Throttle disk access?

I see there are options for throttling network, but would it also be possible to add an option to throttle disk access while it compiles the files to backup. When it scans the whole disk on my computer it really hammers it (I can hear it) and doing almost anything else becomes slow - just repositioning the cursor in an editor for example can take several seconds to respond. Once it has responded, it tends to be OK, but if you pause for a few seconds, then the next interaction is awful.

1 Like

I second any recommendation on how to manage is. When a backup job starts, it starts with building the inventory/indexing the files for the backup job. This hammers the disk I/O for a while. I’ve got an older spinning HD in my machine and this takes close to 20 minutes. So that 20 minutes per a backup that my machine is unusable. I’m not worried about the time it takes to index. I’m bothered that my machine is nearly unusable for each backup backup.

I run duplicati (headless) as a systemd service.
I’ve tried playing with ionice / nice to get it lower the priority of the processes but they never seem to take.

Any ideas?

I agree this would be nice to have, but how would you imagine a feature like this working?

Something like this --folder-scan-interim-delay=50ms which I would assume pauses 50 ms between each folder scan?

I’d just be happy if I could get it to duplicati to honor ionice settings in linux when it is running as a service.

Do you know if any mono based apps play well with ionice?

Well, I’m on Windows, so that wouldn’t help here.

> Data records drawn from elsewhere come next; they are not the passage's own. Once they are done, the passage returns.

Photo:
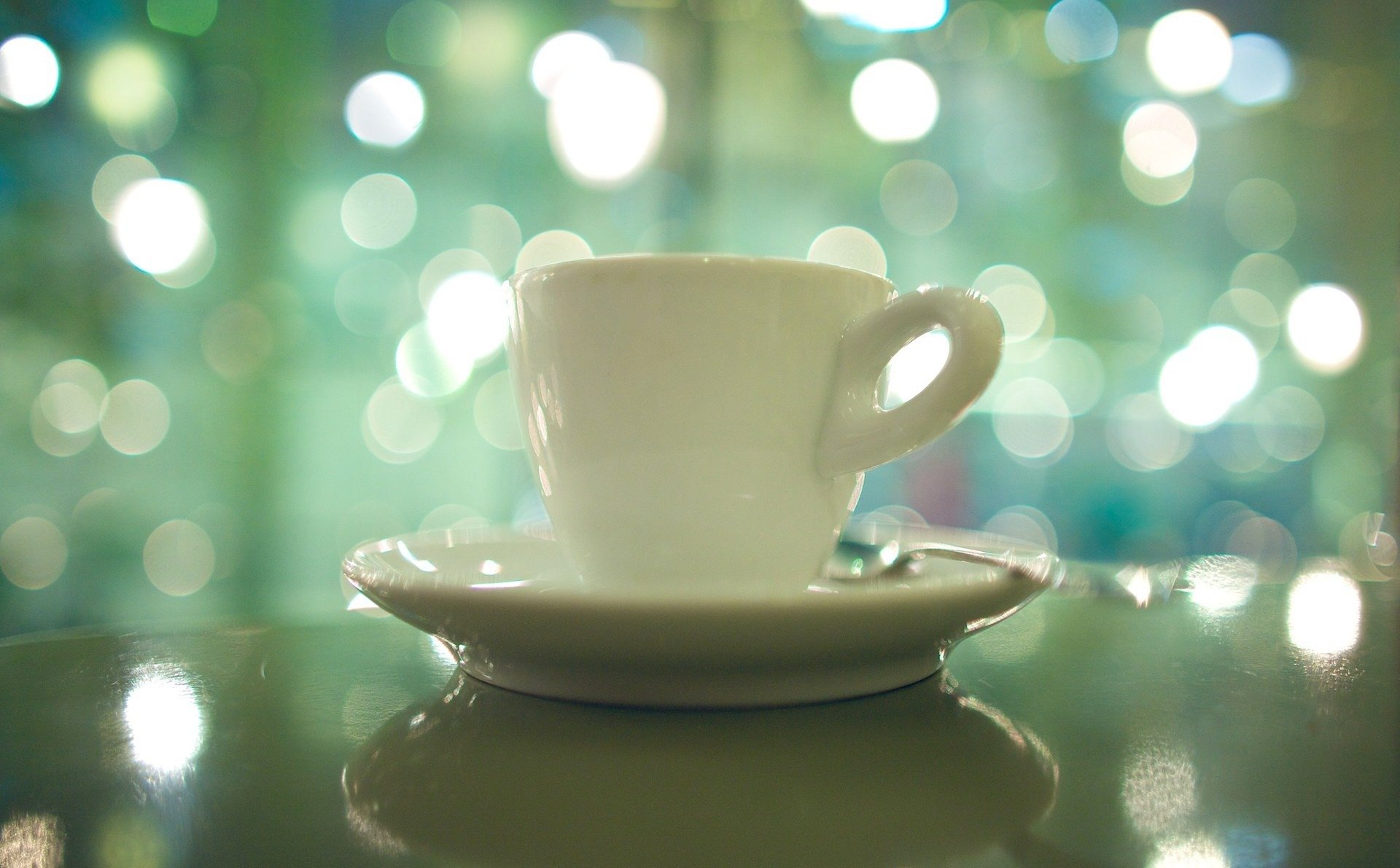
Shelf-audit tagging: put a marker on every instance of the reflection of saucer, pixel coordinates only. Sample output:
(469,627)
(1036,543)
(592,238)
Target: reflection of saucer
(523,619)
(489,778)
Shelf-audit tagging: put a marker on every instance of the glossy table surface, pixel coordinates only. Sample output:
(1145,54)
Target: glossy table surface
(1210,730)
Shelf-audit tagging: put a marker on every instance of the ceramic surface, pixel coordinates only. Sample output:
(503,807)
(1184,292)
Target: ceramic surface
(524,619)
(917,776)
(669,402)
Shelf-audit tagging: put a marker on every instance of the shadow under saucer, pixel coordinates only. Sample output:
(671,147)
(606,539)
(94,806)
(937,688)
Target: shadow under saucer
(922,775)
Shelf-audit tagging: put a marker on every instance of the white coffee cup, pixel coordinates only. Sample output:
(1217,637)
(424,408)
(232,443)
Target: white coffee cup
(701,423)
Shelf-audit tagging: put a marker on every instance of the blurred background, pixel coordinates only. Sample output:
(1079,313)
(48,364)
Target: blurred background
(251,308)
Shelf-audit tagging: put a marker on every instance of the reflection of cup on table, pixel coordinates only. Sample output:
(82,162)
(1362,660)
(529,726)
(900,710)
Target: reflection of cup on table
(485,776)
(671,402)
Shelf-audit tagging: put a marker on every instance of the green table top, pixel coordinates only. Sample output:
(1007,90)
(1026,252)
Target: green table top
(1078,732)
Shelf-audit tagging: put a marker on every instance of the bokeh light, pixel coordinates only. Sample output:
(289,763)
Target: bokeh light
(423,370)
(160,224)
(1078,31)
(1018,299)
(447,264)
(1144,437)
(1159,139)
(28,71)
(426,33)
(1260,214)
(385,109)
(849,247)
(126,85)
(1269,275)
(551,247)
(135,418)
(607,122)
(185,17)
(378,211)
(468,317)
(919,198)
(1326,328)
(1031,421)
(178,558)
(895,100)
(1151,189)
(33,553)
(1189,51)
(1260,73)
(164,724)
(1200,383)
(1323,612)
(59,444)
(71,395)
(1025,523)
(561,53)
(1249,313)
(1288,423)
(112,179)
(398,425)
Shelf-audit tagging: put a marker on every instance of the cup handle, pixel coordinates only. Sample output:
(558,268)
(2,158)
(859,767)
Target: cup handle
(858,434)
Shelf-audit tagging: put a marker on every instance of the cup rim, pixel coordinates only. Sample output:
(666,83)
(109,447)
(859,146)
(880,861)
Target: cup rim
(692,259)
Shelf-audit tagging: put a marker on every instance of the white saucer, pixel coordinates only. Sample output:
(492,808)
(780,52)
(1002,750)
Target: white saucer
(523,619)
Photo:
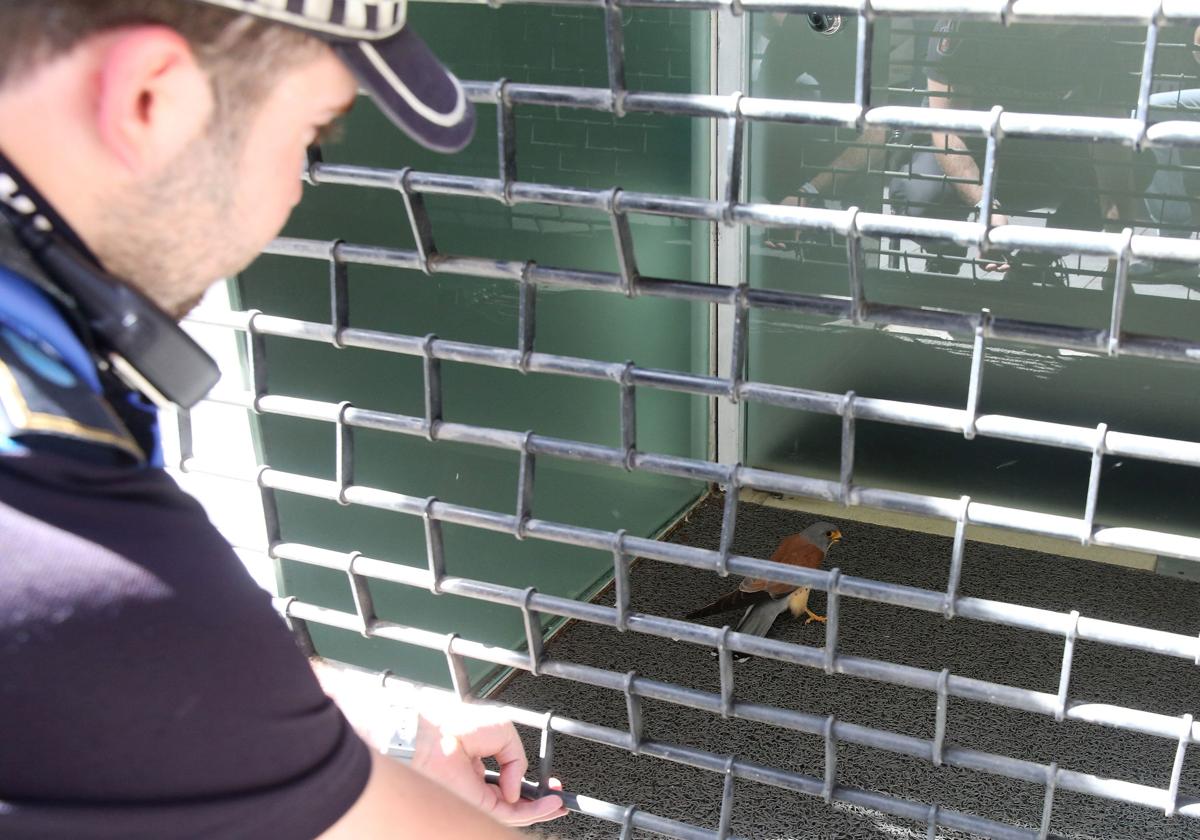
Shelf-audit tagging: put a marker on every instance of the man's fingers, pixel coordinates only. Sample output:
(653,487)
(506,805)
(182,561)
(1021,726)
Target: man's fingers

Yes, frequent pauses during scanning should give enough time for other apps to get a look in. Rather than every folder scan, I might be inclined to try to even it out more, so after the most often repeated calls to get data from disk, see if a timer has expired, and if so sleep for a short time and reset the timer. The pauses become more even then, rather than dependent on disk content.

Yeah, that would be better but I can’t think of how one would do that. Granted I’m no IO expert so there certainly COULD be a way.

To be honest, I haven’t dug through the code yet but I assume it goes VERY ROUGHLY something like this:

  1. Get list of folders
  2. For each folder get list of files
  3. For each file, process it

I was proposing a pause in the 2 loop, but I suppose one could just as easily pause during the step 3 loop.

Of course there are plenty of comments about how slow people are finding Duplicati to be, so purposefully slowing it down could make that side of things worse. To help avoid the likely “now it’s even slower!” onslaught after implementing a pause like we’re discussing it might make sense to include stats about how much time was spent “being nice” to other disk processes. :slight_smile:

Yes, that’s what I was thinking, but not always, only if some disk timer has expired, so it just gives the other processes a window of opportunity to access the disk. It probably doesn’t even need to be that long - just to give the scheduler a chance to let the other processes in disk-wait state an opportunity to run.

Well, (a) I’d assume this would be an option, as it probably wouldn’t be much of an issue on SSD disks, and (b) as long as it isn’t so slow it runs into the next backup, or extended locks on files that might be being worked on, it doesn’t matter if the background tasks are a bit slower. It’s the interactive things that are killers - like the extraordinarily long time it takes to open folders one by one when navigating to a directory to restore.

That one has been addressed and is already in testing (so far looks like 5 min → 5 sec)!

Agreed it should be an option. As long as the “pause” is between file accesses it shouldn’t have any affect on file locks.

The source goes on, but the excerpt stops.